The Picture of Dorian Gray - by Oscar Wilde


Oscar Wilde's depiction of life is all glamorous effluence during the 1890's. The characters you encounter are elegant in appearance and cynical in temperament. Their greatest foe is ennui, and their deepest fear is wrinkled, aged, quiet death. The book is stuffed full of witticisms and memorializations that summarize the world and its experiences into pithy epiphanies. They entertain one another so as not to let true emotion touch their unbothering hearts. Fear, I suspect, is what drives them through their carefree days. Fear of loving keeps each distant and happy and young.

And then, one day, a wish is granted to one, lovely Dorian Gray, who will never age another day of his life. Instead, he watches this experiences paint the face of his likeness, which he keeps secretly hidden. At first, it is his microscope, with which to observe with scientific detachment the changes that do not touch his soul. Drawn deeper daily are the lines and wrinkles of worry and regret that otherwise would be etched along his perfect face. But as this turns into an unfortunate obsession, we witness the price that Dorian pays to retain his youth and isolated, underdeveloped joy.
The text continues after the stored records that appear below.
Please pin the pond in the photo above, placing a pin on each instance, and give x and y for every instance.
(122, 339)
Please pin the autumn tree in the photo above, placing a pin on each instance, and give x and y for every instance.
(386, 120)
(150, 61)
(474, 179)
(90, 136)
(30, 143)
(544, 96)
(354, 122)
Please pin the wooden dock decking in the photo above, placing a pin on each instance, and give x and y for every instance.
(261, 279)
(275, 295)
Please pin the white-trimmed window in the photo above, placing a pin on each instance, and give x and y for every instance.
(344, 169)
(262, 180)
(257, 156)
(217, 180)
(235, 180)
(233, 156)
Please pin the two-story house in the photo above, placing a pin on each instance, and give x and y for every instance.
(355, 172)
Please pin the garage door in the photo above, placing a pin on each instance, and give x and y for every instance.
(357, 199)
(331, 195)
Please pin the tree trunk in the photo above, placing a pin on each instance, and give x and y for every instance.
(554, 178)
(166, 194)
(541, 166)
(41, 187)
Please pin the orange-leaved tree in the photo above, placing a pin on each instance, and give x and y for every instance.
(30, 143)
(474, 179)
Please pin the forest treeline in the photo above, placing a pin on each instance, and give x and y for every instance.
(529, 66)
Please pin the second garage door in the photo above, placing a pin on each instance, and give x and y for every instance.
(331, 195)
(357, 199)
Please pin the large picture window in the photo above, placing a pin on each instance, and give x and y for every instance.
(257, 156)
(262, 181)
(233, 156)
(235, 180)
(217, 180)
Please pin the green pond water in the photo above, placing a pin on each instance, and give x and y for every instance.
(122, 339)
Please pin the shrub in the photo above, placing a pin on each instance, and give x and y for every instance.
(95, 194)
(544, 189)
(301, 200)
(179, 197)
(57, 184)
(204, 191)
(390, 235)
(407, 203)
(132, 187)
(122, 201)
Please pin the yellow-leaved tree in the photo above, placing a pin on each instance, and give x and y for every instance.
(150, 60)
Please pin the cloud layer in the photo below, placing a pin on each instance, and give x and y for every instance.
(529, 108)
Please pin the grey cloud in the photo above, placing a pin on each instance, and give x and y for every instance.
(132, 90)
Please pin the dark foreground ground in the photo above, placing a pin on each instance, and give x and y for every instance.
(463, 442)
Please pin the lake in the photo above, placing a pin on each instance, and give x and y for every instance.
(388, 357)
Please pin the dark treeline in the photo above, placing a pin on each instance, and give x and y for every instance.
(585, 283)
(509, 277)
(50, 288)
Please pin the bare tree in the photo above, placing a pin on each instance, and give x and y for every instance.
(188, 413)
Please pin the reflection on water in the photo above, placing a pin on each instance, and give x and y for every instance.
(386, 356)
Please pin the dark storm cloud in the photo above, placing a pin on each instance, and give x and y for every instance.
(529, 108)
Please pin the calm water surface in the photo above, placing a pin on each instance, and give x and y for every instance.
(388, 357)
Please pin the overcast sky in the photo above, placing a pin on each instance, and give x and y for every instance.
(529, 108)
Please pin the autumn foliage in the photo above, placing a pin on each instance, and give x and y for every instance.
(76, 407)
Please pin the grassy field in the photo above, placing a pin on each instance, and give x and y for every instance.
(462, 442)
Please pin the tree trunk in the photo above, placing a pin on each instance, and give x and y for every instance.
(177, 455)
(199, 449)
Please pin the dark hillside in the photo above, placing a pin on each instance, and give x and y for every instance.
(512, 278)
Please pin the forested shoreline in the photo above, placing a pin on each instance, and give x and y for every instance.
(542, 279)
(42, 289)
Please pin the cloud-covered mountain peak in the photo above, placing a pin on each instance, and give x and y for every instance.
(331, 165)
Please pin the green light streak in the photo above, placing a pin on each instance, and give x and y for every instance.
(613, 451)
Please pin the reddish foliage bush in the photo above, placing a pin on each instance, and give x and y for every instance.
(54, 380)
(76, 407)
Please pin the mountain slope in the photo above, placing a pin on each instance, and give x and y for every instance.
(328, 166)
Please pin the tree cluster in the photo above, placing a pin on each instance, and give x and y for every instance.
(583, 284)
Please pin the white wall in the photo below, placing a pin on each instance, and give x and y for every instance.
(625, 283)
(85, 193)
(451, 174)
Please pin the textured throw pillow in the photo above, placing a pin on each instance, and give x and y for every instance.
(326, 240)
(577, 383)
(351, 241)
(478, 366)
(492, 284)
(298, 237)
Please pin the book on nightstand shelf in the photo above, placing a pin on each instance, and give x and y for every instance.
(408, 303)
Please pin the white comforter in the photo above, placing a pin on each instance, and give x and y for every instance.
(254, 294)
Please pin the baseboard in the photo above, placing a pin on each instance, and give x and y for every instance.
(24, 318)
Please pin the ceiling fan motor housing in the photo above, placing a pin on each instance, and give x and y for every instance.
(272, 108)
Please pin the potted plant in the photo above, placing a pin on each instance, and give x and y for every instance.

Wilde writes for us a picture of how the soul, ripped form the body, leaves humanity to perform unspeakable deeds. When we are swept into the darkness of imagination, we can momentarily experience this contaminated mind before returning safely home. This philosophical fiction offers an enchanting and speculative metaphor to remind us of the preciousness of the soul and the Gothic horrors of our own destructive capabilities.

I give this book 3 out of 5 stars. It is entertaining and frequently quotable. However, only right at the very end does it become fascinating and compelling.